Multiple linear regression

Let’s now investigate multiple linear regression (MLR), where several output depends on more than one input variable:

\begin{cases} y_1 = w_1 \, x_1 + w_2 \, x_2 + b_1\\ \\ y_2 = w_3 \, x_1 + w_4 \, x_2 + b_2\\ \end{cases}

The California Housing Dataset consists of price of houses in various places in California. Alongside with the price of over 20000 houses, the dataset provides 8 features:

The California housing dataset can be directly downloaded from scikit-learn:

import numpy as np
import matplotlib.pyplot as plt

from sklearn.datasets import fetch_california_housing

dataset = fetch_california_housing()

X = dataset.data
t = dataset.target

print(X.shape)
print(t.shape)
(20640, 8)
(20640,)

There are 20640 samples with 8 input features and one output (the price). The following cell decribes the dataset:

print(dataset.DESCR)
.. _california_housing_dataset:

California Housing dataset
--------------------------

**Data Set Characteristics:**

    :Number of Instances: 20640

    :Number of Attributes: 8 numeric, predictive attributes and the target

    :Attribute Information:
        - MedInc        median income in block group
        - HouseAge      median house age in block group
        - AveRooms      average number of rooms per household
        - AveBedrms     average number of bedrooms per household
        - Population    block group population
        - AveOccup      average number of household members
        - Latitude      block group latitude
        - Longitude     block group longitude

    :Missing Attribute Values: None

This dataset was obtained from the StatLib repository.
https://www.dcc.fc.up.pt/~ltorgo/Regression/cal_housing.html

The target variable is the median house value for California districts,
expressed in hundreds of thousands of dollars ($100,000).
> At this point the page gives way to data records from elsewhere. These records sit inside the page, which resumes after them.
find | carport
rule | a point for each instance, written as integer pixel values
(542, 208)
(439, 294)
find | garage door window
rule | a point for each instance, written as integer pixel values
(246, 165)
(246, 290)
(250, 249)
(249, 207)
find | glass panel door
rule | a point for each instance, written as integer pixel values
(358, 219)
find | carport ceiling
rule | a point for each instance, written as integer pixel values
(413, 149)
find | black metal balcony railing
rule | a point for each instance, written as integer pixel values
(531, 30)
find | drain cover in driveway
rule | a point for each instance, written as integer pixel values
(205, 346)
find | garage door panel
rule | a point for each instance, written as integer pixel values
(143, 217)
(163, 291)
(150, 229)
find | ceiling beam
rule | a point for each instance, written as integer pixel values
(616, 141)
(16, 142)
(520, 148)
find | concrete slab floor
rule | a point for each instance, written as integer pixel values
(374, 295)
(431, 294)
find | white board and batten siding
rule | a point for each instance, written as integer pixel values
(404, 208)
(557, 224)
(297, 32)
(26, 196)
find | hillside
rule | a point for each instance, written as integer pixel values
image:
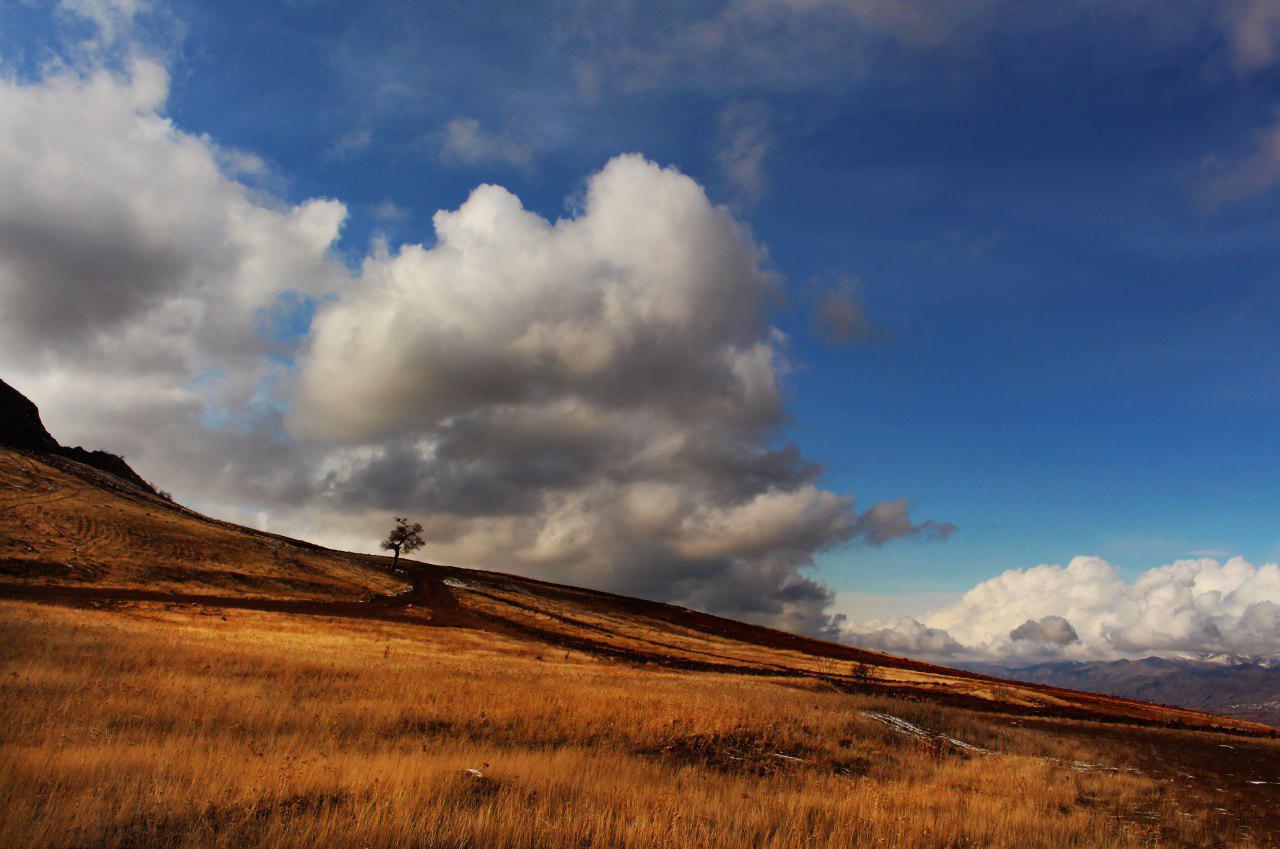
(173, 680)
(74, 533)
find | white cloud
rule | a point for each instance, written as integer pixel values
(1253, 33)
(465, 141)
(1086, 611)
(112, 18)
(744, 141)
(592, 398)
(595, 398)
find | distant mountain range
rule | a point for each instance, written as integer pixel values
(1232, 687)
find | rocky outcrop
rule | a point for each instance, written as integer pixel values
(21, 428)
(19, 421)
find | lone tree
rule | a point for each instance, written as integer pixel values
(403, 538)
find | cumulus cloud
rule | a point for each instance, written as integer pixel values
(126, 246)
(590, 398)
(595, 398)
(1052, 630)
(1086, 611)
(466, 141)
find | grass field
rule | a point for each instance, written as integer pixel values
(151, 725)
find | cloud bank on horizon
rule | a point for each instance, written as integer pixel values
(1086, 611)
(593, 400)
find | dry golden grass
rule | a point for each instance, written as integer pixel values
(65, 523)
(149, 725)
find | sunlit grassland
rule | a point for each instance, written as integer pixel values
(150, 726)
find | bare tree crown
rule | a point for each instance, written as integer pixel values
(405, 537)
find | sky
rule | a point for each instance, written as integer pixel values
(888, 322)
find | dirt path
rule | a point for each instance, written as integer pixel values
(426, 592)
This dataset was derived from the 1990 U.S. census, using one row per census
block group. A block group is the smallest geographical unit for which the U.S.
Census Bureau publishes sample data (a block group typically has a population
of 600 to 3,000 people).

An household is a group of people residing within a home. Since the average
number of rooms and bedrooms in this dataset are provided per household, these
columns may take surpinsingly large values for block groups with few households
and many empty houses, such as vacation resorts.
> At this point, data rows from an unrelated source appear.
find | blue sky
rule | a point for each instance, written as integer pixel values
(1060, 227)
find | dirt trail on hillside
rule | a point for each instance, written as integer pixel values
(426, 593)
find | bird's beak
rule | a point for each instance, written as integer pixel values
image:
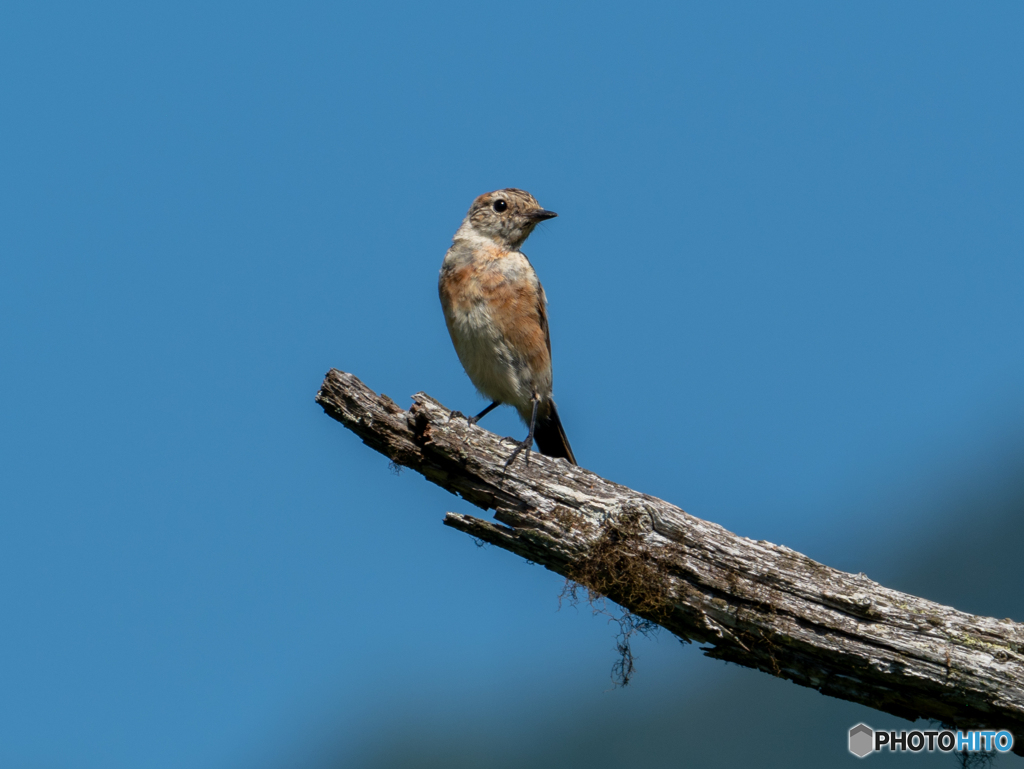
(541, 215)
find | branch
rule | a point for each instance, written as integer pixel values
(753, 603)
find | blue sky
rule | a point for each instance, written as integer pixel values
(785, 291)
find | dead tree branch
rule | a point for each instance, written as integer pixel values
(753, 603)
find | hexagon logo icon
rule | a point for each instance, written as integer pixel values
(861, 740)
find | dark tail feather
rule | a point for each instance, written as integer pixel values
(550, 436)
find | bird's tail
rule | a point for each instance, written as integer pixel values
(550, 435)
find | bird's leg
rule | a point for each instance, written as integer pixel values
(528, 442)
(484, 413)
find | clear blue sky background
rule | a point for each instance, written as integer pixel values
(786, 293)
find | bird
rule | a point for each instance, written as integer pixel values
(497, 313)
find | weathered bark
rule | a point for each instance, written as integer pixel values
(753, 603)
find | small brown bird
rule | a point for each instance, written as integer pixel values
(497, 314)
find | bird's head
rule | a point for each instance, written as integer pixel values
(506, 216)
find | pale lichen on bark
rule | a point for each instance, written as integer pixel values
(753, 603)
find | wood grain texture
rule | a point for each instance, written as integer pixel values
(753, 603)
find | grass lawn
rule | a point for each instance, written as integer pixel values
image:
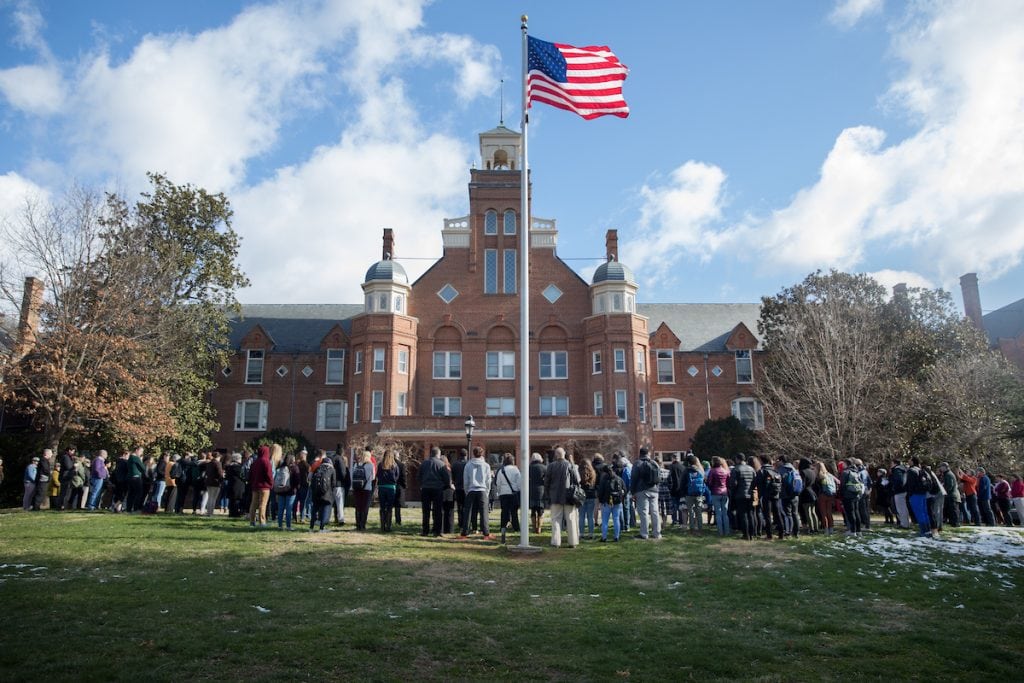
(177, 598)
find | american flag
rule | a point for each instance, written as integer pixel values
(585, 80)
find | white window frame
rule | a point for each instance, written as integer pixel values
(401, 403)
(336, 359)
(743, 356)
(322, 425)
(255, 356)
(376, 406)
(553, 365)
(240, 415)
(678, 415)
(450, 370)
(505, 222)
(759, 412)
(500, 406)
(491, 271)
(668, 355)
(510, 282)
(504, 365)
(620, 359)
(555, 407)
(452, 406)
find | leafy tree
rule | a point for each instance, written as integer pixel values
(725, 437)
(135, 313)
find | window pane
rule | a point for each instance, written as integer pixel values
(491, 271)
(509, 257)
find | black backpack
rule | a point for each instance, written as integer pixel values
(322, 479)
(616, 489)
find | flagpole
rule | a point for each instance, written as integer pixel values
(524, 452)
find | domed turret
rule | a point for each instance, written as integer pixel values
(386, 270)
(613, 289)
(386, 285)
(613, 271)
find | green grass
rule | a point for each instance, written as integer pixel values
(174, 598)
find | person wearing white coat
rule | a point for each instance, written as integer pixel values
(508, 481)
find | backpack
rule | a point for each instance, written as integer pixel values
(616, 489)
(828, 484)
(773, 483)
(282, 479)
(321, 483)
(793, 483)
(695, 485)
(853, 487)
(358, 477)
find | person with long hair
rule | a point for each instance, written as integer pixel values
(588, 479)
(387, 487)
(825, 486)
(363, 489)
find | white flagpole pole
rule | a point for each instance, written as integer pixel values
(524, 452)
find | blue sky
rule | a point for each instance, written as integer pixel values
(765, 139)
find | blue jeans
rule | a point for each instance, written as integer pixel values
(613, 511)
(95, 488)
(587, 516)
(919, 503)
(721, 505)
(285, 503)
(158, 492)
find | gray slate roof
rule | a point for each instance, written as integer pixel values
(300, 328)
(701, 327)
(1006, 323)
(294, 327)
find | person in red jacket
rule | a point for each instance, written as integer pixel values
(261, 480)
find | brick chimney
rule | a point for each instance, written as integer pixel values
(28, 323)
(972, 299)
(611, 245)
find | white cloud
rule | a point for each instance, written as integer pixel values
(848, 12)
(948, 198)
(310, 232)
(676, 217)
(33, 88)
(890, 279)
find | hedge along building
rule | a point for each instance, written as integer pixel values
(416, 358)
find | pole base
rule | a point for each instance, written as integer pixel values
(525, 550)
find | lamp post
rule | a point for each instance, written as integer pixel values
(470, 425)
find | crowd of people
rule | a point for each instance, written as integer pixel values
(585, 498)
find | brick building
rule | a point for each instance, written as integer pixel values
(414, 359)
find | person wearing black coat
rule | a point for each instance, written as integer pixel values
(741, 485)
(434, 479)
(538, 472)
(808, 499)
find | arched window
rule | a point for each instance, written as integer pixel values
(509, 227)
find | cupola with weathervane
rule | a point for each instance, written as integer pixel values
(386, 287)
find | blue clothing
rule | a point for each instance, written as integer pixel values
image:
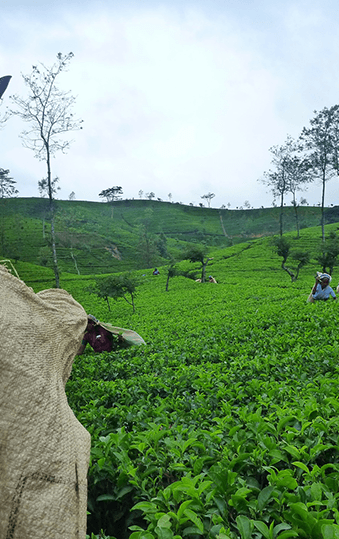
(323, 293)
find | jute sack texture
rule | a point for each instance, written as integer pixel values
(44, 450)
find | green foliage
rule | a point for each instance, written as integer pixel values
(87, 234)
(225, 426)
(282, 246)
(117, 286)
(329, 251)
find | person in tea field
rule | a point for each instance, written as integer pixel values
(321, 289)
(104, 337)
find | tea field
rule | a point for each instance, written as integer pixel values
(226, 425)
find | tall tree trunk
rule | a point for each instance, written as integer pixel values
(51, 208)
(281, 213)
(323, 207)
(55, 260)
(296, 215)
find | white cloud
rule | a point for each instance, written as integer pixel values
(177, 98)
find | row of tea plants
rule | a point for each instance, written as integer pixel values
(226, 424)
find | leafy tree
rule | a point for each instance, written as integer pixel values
(320, 142)
(329, 252)
(44, 187)
(7, 190)
(112, 193)
(282, 247)
(208, 197)
(48, 112)
(117, 286)
(4, 81)
(198, 254)
(287, 175)
(7, 184)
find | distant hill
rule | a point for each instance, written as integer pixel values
(96, 237)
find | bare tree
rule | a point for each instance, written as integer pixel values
(320, 142)
(7, 190)
(47, 110)
(112, 193)
(208, 197)
(4, 81)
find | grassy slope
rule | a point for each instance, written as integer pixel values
(92, 231)
(237, 380)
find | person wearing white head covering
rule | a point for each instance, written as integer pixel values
(321, 289)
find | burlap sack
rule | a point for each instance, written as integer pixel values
(44, 450)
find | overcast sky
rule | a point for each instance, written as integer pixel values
(177, 97)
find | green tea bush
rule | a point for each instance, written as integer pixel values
(226, 424)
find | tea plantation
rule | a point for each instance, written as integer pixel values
(226, 424)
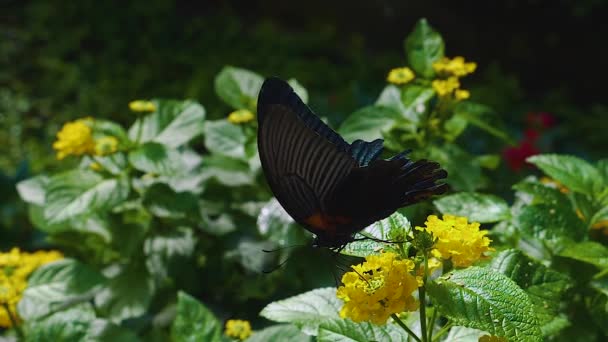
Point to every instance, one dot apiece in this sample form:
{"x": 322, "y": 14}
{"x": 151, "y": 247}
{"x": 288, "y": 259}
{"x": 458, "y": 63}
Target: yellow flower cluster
{"x": 450, "y": 70}
{"x": 457, "y": 239}
{"x": 142, "y": 106}
{"x": 456, "y": 66}
{"x": 400, "y": 76}
{"x": 75, "y": 138}
{"x": 15, "y": 268}
{"x": 240, "y": 116}
{"x": 377, "y": 288}
{"x": 238, "y": 329}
It can be downloaded/loaded using the
:func:`sklearn.datasets.fetch_california_housing` function.

.. topic:: References

    - Pace, R. Kelley and Ronald Barry, Sparse Spatial Autoregressions,
      Statistics and Probability Letters, 33 (1997) 291-297

The following cell allows to visualize how each feature influences the price individually:

plt.figure(figsize=(12, 15))

for i in range(8):
    plt.subplot(4, 2 , i+1)
    plt.scatter(X[:, i], t)
    plt.title(dataset.feature_names[i])
plt.show()

Linear regression

Q: Apply MLR on the California data using the same LinearRegression method of scikit-learn as last time. Print the mse, plot how the predictions predict the price for each feature, and plot the prediction y against the true value t for each sample as in the last exercise. Does it work well?
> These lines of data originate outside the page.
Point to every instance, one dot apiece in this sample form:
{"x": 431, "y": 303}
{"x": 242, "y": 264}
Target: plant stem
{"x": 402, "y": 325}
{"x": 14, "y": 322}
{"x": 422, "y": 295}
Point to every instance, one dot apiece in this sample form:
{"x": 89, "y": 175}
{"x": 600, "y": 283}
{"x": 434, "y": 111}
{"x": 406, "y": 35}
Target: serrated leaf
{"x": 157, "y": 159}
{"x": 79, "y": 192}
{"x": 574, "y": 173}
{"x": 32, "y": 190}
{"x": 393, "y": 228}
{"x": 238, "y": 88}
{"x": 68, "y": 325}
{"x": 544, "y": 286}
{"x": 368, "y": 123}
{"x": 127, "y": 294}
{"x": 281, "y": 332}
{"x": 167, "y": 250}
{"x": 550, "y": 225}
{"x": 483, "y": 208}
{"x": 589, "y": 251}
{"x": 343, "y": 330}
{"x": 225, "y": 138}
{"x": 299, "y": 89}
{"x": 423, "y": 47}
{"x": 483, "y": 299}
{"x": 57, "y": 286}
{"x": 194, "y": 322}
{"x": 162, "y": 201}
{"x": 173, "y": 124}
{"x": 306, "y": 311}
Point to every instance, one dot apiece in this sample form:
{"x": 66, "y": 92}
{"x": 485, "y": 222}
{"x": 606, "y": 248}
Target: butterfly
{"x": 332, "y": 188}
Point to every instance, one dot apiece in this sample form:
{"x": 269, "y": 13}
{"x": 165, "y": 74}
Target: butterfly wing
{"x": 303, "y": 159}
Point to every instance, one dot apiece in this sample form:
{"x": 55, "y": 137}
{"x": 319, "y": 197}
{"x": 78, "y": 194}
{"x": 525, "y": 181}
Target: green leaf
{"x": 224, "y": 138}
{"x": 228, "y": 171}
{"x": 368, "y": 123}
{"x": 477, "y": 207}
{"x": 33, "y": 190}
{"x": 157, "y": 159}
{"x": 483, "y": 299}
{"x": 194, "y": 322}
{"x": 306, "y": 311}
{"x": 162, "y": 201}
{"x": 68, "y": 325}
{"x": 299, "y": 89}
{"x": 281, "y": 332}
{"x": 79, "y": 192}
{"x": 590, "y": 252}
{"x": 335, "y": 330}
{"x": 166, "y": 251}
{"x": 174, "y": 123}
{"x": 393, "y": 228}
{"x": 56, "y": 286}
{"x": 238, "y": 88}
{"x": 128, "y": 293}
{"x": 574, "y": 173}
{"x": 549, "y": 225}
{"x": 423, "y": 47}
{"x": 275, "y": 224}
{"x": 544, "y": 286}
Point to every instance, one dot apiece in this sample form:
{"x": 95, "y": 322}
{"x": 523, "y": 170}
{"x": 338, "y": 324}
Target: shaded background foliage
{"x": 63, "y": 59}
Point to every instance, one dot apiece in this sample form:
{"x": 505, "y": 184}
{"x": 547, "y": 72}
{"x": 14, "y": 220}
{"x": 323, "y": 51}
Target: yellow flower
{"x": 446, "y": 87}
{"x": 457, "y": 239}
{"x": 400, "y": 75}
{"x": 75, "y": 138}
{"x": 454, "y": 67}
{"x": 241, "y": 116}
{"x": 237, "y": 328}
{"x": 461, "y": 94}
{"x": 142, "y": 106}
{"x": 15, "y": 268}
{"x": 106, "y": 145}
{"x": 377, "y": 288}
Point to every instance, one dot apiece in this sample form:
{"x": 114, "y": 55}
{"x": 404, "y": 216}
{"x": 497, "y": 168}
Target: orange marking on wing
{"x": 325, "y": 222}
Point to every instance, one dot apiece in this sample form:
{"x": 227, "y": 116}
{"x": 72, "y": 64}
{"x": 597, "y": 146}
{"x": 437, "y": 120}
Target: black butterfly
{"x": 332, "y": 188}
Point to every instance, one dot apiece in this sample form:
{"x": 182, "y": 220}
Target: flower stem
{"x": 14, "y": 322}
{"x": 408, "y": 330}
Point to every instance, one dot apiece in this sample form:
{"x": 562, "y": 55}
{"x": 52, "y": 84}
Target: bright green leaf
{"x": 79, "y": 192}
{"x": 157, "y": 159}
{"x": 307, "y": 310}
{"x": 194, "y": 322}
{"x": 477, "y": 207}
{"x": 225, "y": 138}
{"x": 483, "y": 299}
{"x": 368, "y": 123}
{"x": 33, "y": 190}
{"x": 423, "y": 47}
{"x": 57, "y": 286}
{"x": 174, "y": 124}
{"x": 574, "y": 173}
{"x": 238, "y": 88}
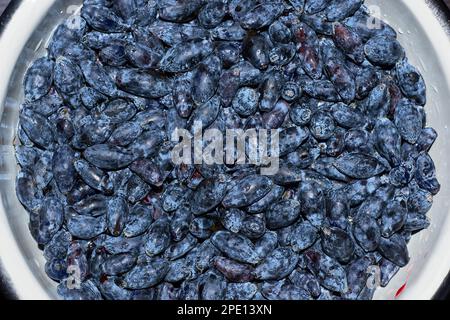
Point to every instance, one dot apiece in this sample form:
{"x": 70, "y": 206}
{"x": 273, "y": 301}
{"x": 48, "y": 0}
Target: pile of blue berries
{"x": 117, "y": 219}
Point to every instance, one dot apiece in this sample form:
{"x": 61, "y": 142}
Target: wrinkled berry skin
{"x": 119, "y": 97}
You will also plot the weights of the model (reg.coef_) and conclude on the relative importance of the different features: which feature has the stronger weight and why?

from sklearn.linear_model import LinearRegression

# Linear regression
reg = LinearRegression()
reg.fit(X, t)

# Prediction
y = reg.predict(X)

# mse
mse = np.mean((t - y)**2)
print("MSE:", mse)

plt.figure(figsize=(8, 6))
plt.scatter(t, y)
plt.plot([t.min(), t.max()], [t.min(), t.max()], c="red")
plt.xlabel("t")
plt.ylabel("y")

plt.figure(figsize=(12, 15))
for i in range(8):
    plt.subplot(4, 2 , i+1)
    plt.scatter(X[:, i], t)
    plt.scatter(X[:, i], y)
    plt.title(dataset.feature_names[i])
plt.show()

plt.figure(figsize=(12, 5))
plt.plot(np.abs(reg.coef_))
plt.xlabel("Feature")
plt.ylabel("Weight")
plt.show()
MSE: 0.5243209861846072

A: Feature 3 (AveBedrms, average number of bedrooms per household) got a very strong weight, although it is not a very good predictor of the price. The main reason is that the features are not normalized: AveBedrms varies between 0 an 135, while population varies between 0 and 35000. The weight on population does not need to be very high to influence the price prediction, although it might be very important.

A good practice in machine learning is to normalize the inputs, i.e. to make sure that the features have a mean of 0 and a standard deviation of 1. The formula is:

X^\text{normalized} = \dfrac{X - \mathbb{E}[X]}{\text{std}(X)}

i.e. you compute the mean and standard deviation of each column of X and apply the formula on each column.

Q: Normalize the dataset. Make sure that the new mean and std is correct.

Tip: X.mean(axis=0) and X.std(axis=0) should be useful.

X_normalized = (X - X.mean(axis=0))/X.std(axis=0)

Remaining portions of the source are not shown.